In a NIOSH-funded study, researchers attached seat and floor sensors to 112 pieces of farm machinery, including tractors, combines, forklifts, skid loaders and ATVs, in order to measure their vibration levels. These machines were operated by 55 workers. The study found that many of the machines can negatively affect workers' health through the intensity of the vibrations. Pennsylvania workers may want to know more.
The European Union has a designated "action level" for exposure limit when it comes to whole-body vibrations, beyond which the vibrations can raise workers' risk for more frequent, more severe back pain episodes. Fifty-six percent of the machines in the study met the action level within eight hours of use while nearly 30 percent reached that level after only two hours.
On average, combines saw the lowest vibration levels whereas tractors and heavy utility vehicles measured almost twice as much in terms of vibration than the combines. Researchers believe this is due to the combines' massive weight and to the high quality of their seat suspension systems.

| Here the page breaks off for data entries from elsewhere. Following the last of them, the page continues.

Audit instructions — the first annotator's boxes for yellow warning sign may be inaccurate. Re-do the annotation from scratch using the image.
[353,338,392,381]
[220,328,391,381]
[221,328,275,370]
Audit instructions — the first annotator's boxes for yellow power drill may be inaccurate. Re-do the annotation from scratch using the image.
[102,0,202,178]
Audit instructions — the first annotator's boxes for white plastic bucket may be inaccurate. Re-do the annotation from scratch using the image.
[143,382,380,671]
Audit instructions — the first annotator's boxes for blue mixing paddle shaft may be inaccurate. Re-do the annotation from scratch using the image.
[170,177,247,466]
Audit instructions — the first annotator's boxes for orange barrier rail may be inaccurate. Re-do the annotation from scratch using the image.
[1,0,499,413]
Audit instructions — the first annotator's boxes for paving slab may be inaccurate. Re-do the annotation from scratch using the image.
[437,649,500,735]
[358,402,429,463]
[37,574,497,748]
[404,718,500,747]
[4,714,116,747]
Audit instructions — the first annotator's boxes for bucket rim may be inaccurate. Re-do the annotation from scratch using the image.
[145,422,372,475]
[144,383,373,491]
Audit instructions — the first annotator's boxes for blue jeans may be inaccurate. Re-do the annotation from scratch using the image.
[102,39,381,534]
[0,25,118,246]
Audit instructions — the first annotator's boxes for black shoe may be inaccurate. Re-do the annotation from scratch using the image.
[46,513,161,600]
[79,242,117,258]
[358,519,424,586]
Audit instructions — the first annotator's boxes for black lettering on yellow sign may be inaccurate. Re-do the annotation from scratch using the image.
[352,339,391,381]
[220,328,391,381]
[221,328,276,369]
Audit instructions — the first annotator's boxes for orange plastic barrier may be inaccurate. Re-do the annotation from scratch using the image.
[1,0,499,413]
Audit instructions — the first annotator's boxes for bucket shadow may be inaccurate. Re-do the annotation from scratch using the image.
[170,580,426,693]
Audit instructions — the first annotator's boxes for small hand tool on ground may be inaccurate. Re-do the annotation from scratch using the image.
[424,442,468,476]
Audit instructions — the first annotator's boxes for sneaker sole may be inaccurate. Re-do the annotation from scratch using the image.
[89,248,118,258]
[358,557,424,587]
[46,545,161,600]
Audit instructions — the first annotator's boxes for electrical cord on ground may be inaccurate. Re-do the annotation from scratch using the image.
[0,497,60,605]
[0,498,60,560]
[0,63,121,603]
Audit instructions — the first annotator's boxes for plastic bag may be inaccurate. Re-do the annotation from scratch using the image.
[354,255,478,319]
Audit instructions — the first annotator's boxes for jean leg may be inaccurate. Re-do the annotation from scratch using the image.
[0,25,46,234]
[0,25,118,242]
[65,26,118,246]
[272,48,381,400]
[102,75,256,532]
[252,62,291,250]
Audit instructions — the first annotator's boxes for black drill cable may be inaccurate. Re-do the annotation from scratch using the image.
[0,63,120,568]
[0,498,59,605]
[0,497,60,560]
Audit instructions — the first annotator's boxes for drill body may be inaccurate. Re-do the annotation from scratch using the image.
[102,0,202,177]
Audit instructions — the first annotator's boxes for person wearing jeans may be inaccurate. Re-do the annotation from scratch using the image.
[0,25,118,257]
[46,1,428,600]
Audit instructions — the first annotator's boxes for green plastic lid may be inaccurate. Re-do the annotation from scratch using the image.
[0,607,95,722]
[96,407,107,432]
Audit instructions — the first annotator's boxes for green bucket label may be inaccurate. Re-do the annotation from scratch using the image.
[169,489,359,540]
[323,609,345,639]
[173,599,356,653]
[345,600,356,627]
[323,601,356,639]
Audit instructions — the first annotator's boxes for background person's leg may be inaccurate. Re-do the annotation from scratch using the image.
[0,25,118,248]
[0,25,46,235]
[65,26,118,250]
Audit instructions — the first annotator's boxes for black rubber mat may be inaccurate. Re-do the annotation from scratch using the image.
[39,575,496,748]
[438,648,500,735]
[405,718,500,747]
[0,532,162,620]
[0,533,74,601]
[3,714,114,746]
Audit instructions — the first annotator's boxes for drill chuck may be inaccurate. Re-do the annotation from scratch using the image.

Workers' postures can also affect their chances of developing back pain. Combines, incidentally, allowed for the best trunk postures among workers. Researchers advise operators to ensure that the suspension systems on their machines are regularly inspected, greased and properly adjusted for body weight.
Chronic back pain could be considered a workplace injury. A workers' compensation program may be able to reimburse those who incur an injury or occupational disease for medical expenses, short- or long-term disability leave and a portion of lost wages. Filing the claim is another matter, though, and may meet with opposition from the other side, so victims might want a lawyer by their side. The lawyer may help workers mount an appeal or discuss the pros and cons of a lump sum settlement.